I don’t have very much nerve, generally speaking.
“WHY ARE YOU JUST BLINKING AT ME, SIMPLETON? Refreshment! A beverage! Drink! IS - YOUR - THROAT - DRY?” I am too confounded by his impressively booming speaking voice to answer right away, so he sighs and swivels his chair away from me. “It pleases MODOK to have a glass of white wine. Are you familiar with the practice of drinking wine? If I pour you a glass, will you be able to figure it out, you tragically dull creature?“
"Yes, please,” I murmur.
I am standing in this enormous laboratory feeling out of place. I walk over to a glass wall, and I realize that the lower half of the wall opens onto a balcony. Seattle is lit up and lively in the background, I imagine, although the balcony is cluttered with incubation chambers containing dozens of MODOK clones in suspended animation, their organs ready to be harvested if any of MODOK’s should fail. I walk back to the bar area - it takes a few seconds, it’s so far from the window, and on the other side of a yawning pit that seems to plunge all the way to the ground floor of the tower and beyond. Every few seconds the ghost of a scream floats up from the floor. The effect is breathtaking.
MODOK is withdrawing the cork from a slim bottle of wine with one of the countless metal limbs he can summon from his armor at will. This one has a corkscrew on it.
“This is a Latverian white. It is similar to - do you like Riesling?“
"I know nothing about wine, MODOK. I’m sure it will be fine.” My voice is soft and hesitant. My heart is thumping. I want to run, even though I have been asked to refrain from sudden movements to avoid provoking the blade-sentries. This is seriously rich. Seriously over-the-top Tony Stark-style wealthy. What am I doing here? You know very well what you’re doing here, my subconscious sneers at me. Yes, I want to be in MODOK’s bed. Or whatever he sleeps in. Perhaps some kind of hyperbaric chamber.
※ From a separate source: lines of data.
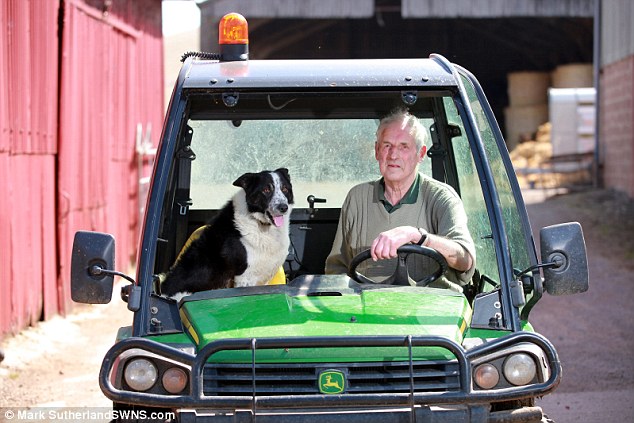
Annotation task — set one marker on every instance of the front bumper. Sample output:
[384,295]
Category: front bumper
[465,403]
[420,414]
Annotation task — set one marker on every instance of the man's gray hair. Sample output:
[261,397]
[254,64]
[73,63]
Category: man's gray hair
[408,121]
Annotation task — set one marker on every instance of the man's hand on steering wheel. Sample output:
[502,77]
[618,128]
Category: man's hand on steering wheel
[386,244]
[401,273]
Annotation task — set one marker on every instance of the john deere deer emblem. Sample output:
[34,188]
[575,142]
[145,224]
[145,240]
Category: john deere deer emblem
[332,382]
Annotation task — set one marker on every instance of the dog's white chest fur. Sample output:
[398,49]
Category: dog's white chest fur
[266,245]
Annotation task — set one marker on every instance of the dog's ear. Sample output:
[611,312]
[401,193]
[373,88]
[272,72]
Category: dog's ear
[244,180]
[285,173]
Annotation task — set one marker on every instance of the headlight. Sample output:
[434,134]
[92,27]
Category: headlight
[486,376]
[174,380]
[520,369]
[140,374]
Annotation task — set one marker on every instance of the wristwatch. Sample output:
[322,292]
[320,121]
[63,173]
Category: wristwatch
[423,236]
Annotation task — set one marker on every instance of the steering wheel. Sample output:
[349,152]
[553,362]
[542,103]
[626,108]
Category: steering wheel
[401,274]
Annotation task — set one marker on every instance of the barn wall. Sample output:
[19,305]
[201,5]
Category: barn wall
[616,141]
[28,147]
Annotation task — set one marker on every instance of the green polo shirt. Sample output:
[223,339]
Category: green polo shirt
[410,197]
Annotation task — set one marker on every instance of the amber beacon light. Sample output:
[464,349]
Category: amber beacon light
[233,37]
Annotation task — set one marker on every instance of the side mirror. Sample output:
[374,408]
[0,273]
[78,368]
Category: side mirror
[564,248]
[93,253]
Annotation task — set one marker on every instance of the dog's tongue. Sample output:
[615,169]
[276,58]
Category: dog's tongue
[278,220]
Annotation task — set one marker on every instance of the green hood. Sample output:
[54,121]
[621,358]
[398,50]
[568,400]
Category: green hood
[285,311]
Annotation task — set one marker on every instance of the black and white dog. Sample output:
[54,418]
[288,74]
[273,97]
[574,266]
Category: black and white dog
[244,245]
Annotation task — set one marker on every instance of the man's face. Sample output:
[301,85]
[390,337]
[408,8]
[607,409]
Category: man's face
[397,154]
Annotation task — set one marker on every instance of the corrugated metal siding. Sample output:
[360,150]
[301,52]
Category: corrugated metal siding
[111,65]
[495,8]
[28,143]
[617,31]
[74,167]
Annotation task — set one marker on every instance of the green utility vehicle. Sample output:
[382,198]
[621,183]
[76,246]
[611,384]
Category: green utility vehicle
[330,347]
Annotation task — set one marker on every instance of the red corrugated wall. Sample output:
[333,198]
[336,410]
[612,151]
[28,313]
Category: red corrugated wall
[28,147]
[69,111]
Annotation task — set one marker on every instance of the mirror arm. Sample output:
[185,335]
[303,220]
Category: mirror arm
[551,264]
[96,270]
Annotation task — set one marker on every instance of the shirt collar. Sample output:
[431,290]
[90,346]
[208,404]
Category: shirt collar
[410,196]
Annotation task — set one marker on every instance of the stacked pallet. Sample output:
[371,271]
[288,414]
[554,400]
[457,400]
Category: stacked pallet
[528,105]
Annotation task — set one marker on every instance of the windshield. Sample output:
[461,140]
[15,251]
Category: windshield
[325,157]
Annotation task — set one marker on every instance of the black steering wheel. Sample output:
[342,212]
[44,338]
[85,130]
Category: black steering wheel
[401,274]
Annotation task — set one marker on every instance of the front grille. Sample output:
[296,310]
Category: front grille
[301,379]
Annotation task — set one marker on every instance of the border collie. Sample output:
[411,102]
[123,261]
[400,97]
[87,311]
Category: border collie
[244,245]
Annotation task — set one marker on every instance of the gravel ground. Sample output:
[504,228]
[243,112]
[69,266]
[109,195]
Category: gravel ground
[56,363]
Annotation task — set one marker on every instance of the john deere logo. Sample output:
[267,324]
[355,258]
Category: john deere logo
[332,382]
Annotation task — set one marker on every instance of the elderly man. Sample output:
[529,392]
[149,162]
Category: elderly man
[403,207]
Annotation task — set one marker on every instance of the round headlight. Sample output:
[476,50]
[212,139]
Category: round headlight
[140,374]
[520,369]
[174,380]
[486,376]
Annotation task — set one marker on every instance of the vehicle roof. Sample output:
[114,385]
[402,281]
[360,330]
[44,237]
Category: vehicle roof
[331,73]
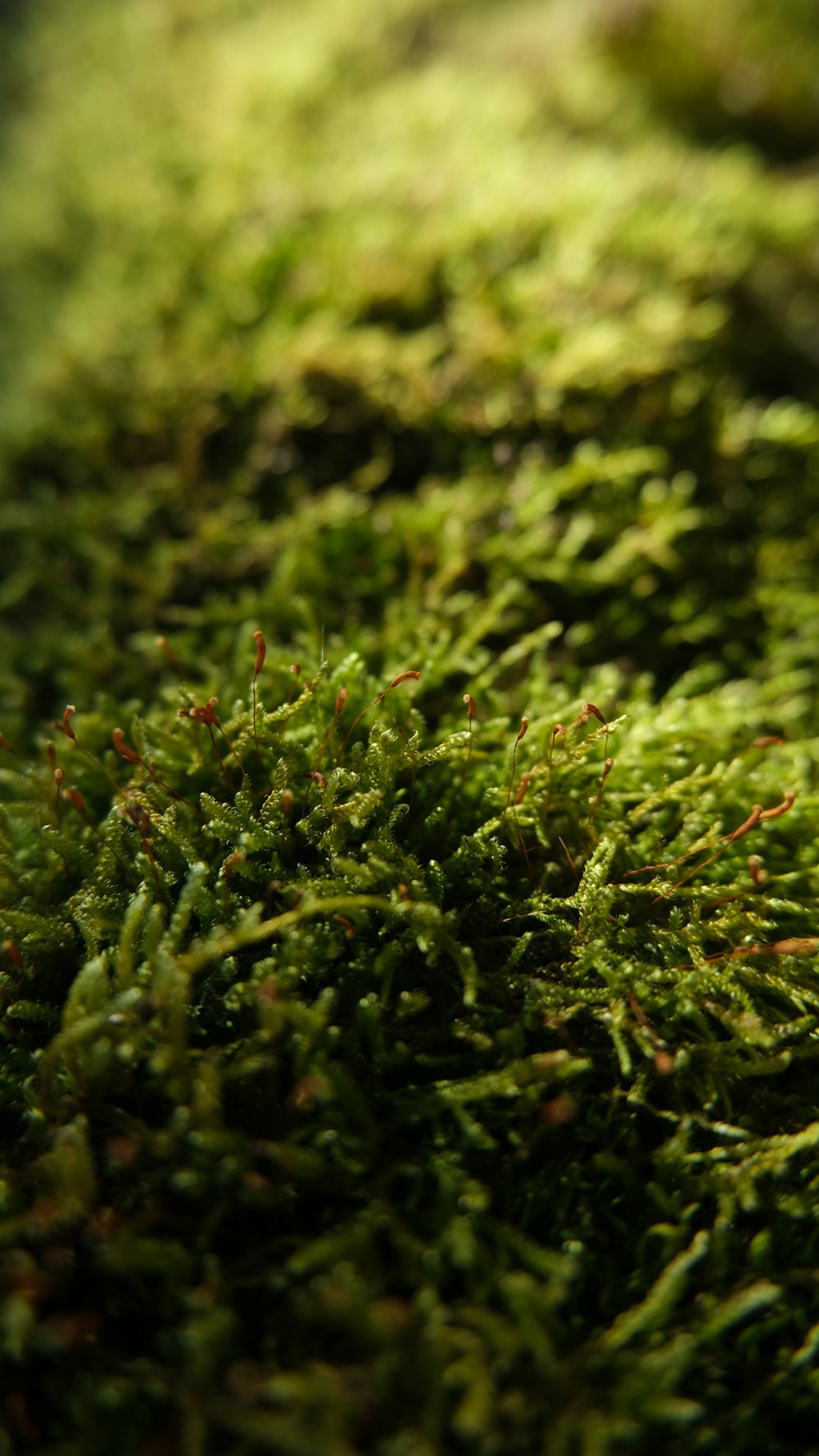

“Of course it will be fine! MODOK does not debase himself with the kiwi-mango swill that passes for wine amongst your undergraduate peers, you cow. Here.“ He extends a claw-tipped limb, from which dangles a glass. Even the glasses are rich…heavy, glowing slightly but hopefully not in a way that indicates radioactivity, crystal. I take a sip, and the wine is light, crisp, and delicious. I’m pretty sure it hasn’t been poisoned.
"You’re not pestering MODOK with pointless questions, and you’re not even blushing. In fact, I think this is the palest I’ve ever seen you, Anastasia,” he notes. “I have a variety of substances that would have sufficient caloric content for a female of your size. Are you hungry?“
I shake my head. Not for food.
"It’s a very big place you have here,” I offer.
“MODOK Tower, headquarters of my global - galactic, even - organization, staffed by thousands of the brightest minds I have been able to create or kidnap or coerce into my employ; one hundred and ten floors worth of technology so advanced a credulous monkey like you would think it magic; hundreds of cells containing unspeakable biological abominations; all of it in service to MY ULTIMATE WILL, and the greater goal of the sublimation of all mankind by my SUPERIOR INTELLECT - you think this is…big?!”
His eyes burn with something. Maybe I’ve amused him. Maybe he wants to transplant my brain into a robot octopus, just to see what happens. Either way, I hope he likes me.